4

I’m trying to create a sparse data matrix from a data frame without having to build a dense matrix which causes serious memory issues .

I found a SO the following post where a solution seems to be found: Create Sparse Matrix from a data frame

I've tried this solution, but, it doesn't work for me, perhaps because my UserID and MovieID doesn't t start in 1.

Here is my sample code:

library(Matrix)

UserID<-c(10090,10090,10090,10316,10316)
MovieID <-c(63155,63530,63544,63155,63545)
Rating <-c(2,2,1,2,1)
trainingData<-data.frame(UserID,MovieID,Rating)
trainingData

UIMatrix <- sparseMatrix(i = trainingData$UserID,
                         j = trainingData$MovieID,
                         x = trainingData$Rating)

dim(UIMatrix)

I expected to get a 2 x 3 matrix but the dims corresponds to the maximum user and movie id.

I've tryed the second solutions suggested in the post but it doesn't with may data work as well.

Can anyone give some advise?

Community
  • 1
  • 1
Nelson
  • 301
  • 3
  • 15
  • 1
    If I understand the `i, j`, these are row/column indices. So, the trainingData$UserID` have row indices `10090,..` and column indices are also big. Therefore the matrix size would be big enough to have those row/column index – akrun Feb 10 '15 at 11:51

1 Answers1

1

You can convert your indices to indices starting at one with as.integer(as.factor(.)).

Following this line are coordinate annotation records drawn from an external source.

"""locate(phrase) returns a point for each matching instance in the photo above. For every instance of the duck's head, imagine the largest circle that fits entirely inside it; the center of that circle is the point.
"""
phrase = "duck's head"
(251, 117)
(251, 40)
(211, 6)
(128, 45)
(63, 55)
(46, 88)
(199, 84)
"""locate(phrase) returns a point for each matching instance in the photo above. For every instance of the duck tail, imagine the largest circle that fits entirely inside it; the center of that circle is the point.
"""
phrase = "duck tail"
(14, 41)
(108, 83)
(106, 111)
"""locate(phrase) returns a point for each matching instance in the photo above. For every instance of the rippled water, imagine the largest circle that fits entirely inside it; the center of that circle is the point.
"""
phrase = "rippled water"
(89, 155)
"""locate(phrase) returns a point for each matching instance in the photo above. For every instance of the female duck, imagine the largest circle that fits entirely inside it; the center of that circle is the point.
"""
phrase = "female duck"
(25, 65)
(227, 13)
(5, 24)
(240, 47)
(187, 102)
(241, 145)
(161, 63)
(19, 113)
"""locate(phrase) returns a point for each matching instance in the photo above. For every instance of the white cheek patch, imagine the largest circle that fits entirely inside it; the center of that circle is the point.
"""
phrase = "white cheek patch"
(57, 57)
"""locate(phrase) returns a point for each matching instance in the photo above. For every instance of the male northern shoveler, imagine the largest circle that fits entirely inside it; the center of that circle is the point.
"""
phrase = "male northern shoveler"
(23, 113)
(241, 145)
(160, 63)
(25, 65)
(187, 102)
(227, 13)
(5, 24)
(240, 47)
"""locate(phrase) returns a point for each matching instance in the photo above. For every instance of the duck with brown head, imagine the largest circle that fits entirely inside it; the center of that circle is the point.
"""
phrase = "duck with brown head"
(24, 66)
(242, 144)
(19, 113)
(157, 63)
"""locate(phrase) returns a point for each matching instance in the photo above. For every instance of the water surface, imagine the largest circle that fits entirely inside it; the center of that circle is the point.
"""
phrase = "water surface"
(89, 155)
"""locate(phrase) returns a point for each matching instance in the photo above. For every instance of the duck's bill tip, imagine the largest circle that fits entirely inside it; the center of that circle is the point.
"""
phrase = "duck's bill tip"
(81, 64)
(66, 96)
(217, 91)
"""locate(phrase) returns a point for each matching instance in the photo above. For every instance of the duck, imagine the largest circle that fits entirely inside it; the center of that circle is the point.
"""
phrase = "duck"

UIMatrix <- sparseMatrix(i = as.integer(as.factor(trainingData$UserID)),
                         j = as.integer(as.factor(trainingData$MovieID)),
                         x = trainingData$Rating)

dim(UIMatrix)
# [1] 2 4

dimnames(UIMatrix) <- list(sort(unique(trainingData$UserID)),
                           sort(unique(trainingData$MovieID)))

UIMatrix
# 2 x 4 sparse Matrix of class "dgCMatrix"
#       63155 63530 63544 63545
# 10090     2     2     1     .
# 10316     2     .     .     1
Sven Hohenstein
  • 80,497
  • 17
  • 145
  • 168